In 1 and 2 Corinthians, Paul addresses multiple issues. These range from division in the church, to immorality in the church, to freedom concerning foods, to voluntary restriction of rights, to spiritual gifts, to generosity, to explaining the glorious depth and beauty of the truth of the gospel, and more. Paul also defended his ministry in Corinth and his calling as an apostle because false teachers were leading the Corinthians astray. The words in these letters are theologically rich and of practical use in the church and our lives today.
First Corinthians addresses several issues of sexuality. There was a large following of the cult of Aphrodite among the Gentiles in Corinth—her temple was atop the Acrocorinthus, and her worship involved temple prostitution. In fact, the city had so many prostitutes that well-known Greeks, including Plato, openly referred to prostitutes as “Corinthians.” Although many natives of Corinth placed faith in Jesus, many were still influenced by their immoral surroundings, which promoted sexual immorality. In 1 Corinthians, Paul mentions the problem of sexual sin in the Corinthian church (1 Corinthians 5:1–2). God ultimately used this problem to bring about Paul’s inspired writing on sexual purity, marriage, and singleness (1 Corinthians 6—7). These inspired teachings have continued to instruct and guide the church regarding sexual issues. They are certainly beneficial to us in our sex-obsessed world.
Corinth was home to many people with diverse backgrounds, a characteristic reflected in the Corinthian church that contributed to some division and confusion. Previously legalistic Jews needed to hear about the freedom of the New Covenant in Christ; previously pagan Gentiles needed to be reminded that the gospel is not a license to sin. Both groups needed to learn to love the other and live at peace. Paul famously explains what true love is in 1 Corinthians 13. In our fractious world, this message of self-sacrificial love based in the person and work of Jesus Christ is equally important.

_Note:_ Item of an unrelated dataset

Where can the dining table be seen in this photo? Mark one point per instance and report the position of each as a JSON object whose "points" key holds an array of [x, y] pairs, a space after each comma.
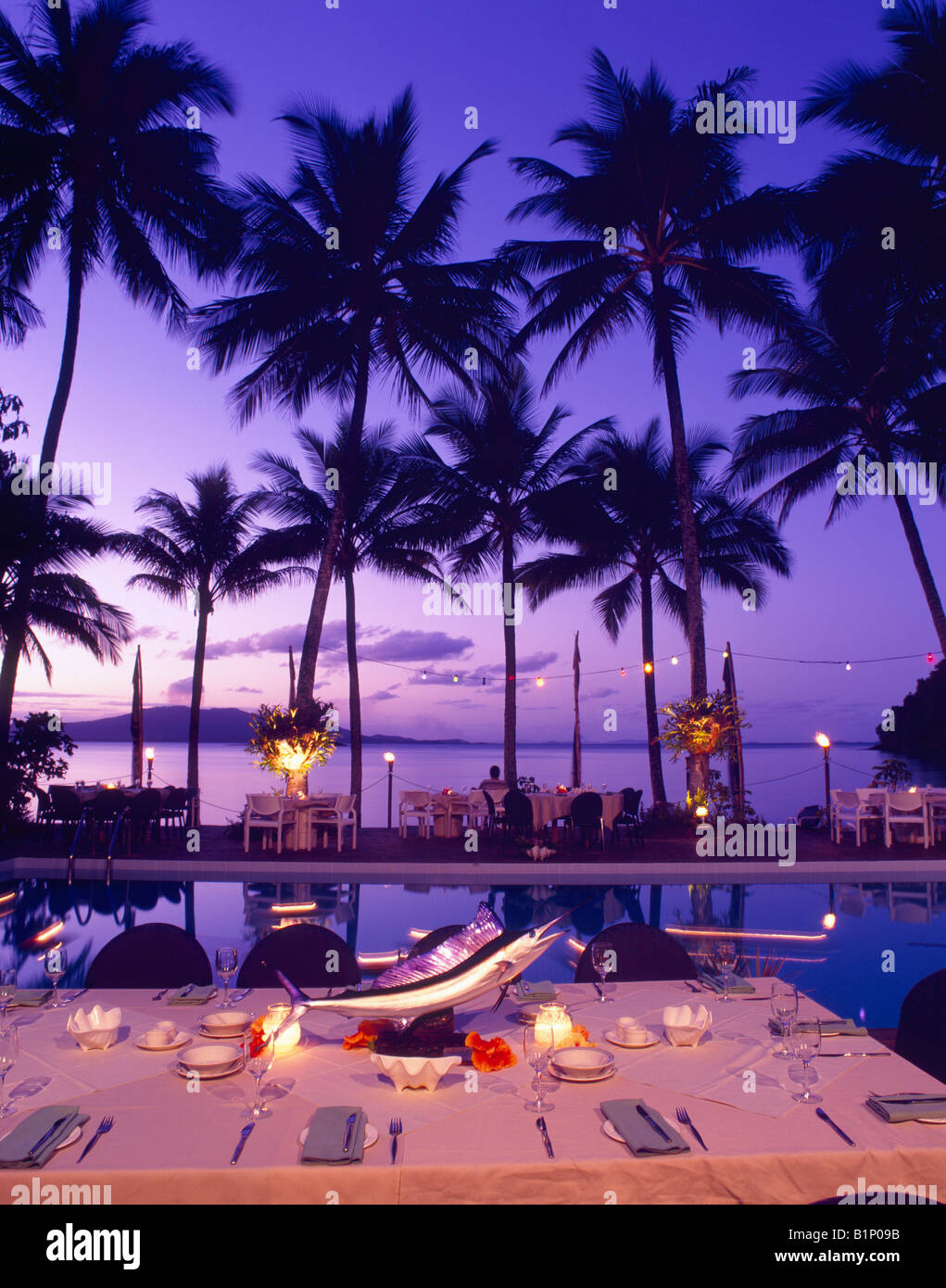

The city of Corinth was steeped in all the sins attendant upon a prosperous society, including idolatry and gross immorality, but the gospel still made a way through. We may fear our surrounding culture is too far away from God for people to hear His truth, but nothing is impossible for the Lord (Luke 1:37; Matthew 19:25–26). Paul gave the Corinthians a list of sinful behaviors that characterize those who will not enter God’s kingdom, then he declared, “And that is what some of you were. But you were washed, you were sanctified, you were justified in the name of the Lord Jesus Christ and by the Spirit of our God” (1 Corinthians 6:11). God changes lives! In fact, “if anyone is in Christ, the new creation has come: The old has gone, the new is here! All this is from God, who reconciled us to himself through Christ and gave us the ministry of reconciliation” (2 Corinthians 5:17–18). Just as Paul was an ambassador of Christ to the Corinthians, we can be His ambassadors in our world, imploring people “on Christ’s behalf: Be reconciled to God. God made him who had no sin to be sin for us, so that in him we might become the righteousness of God” (2 Corinthians 5:20–21).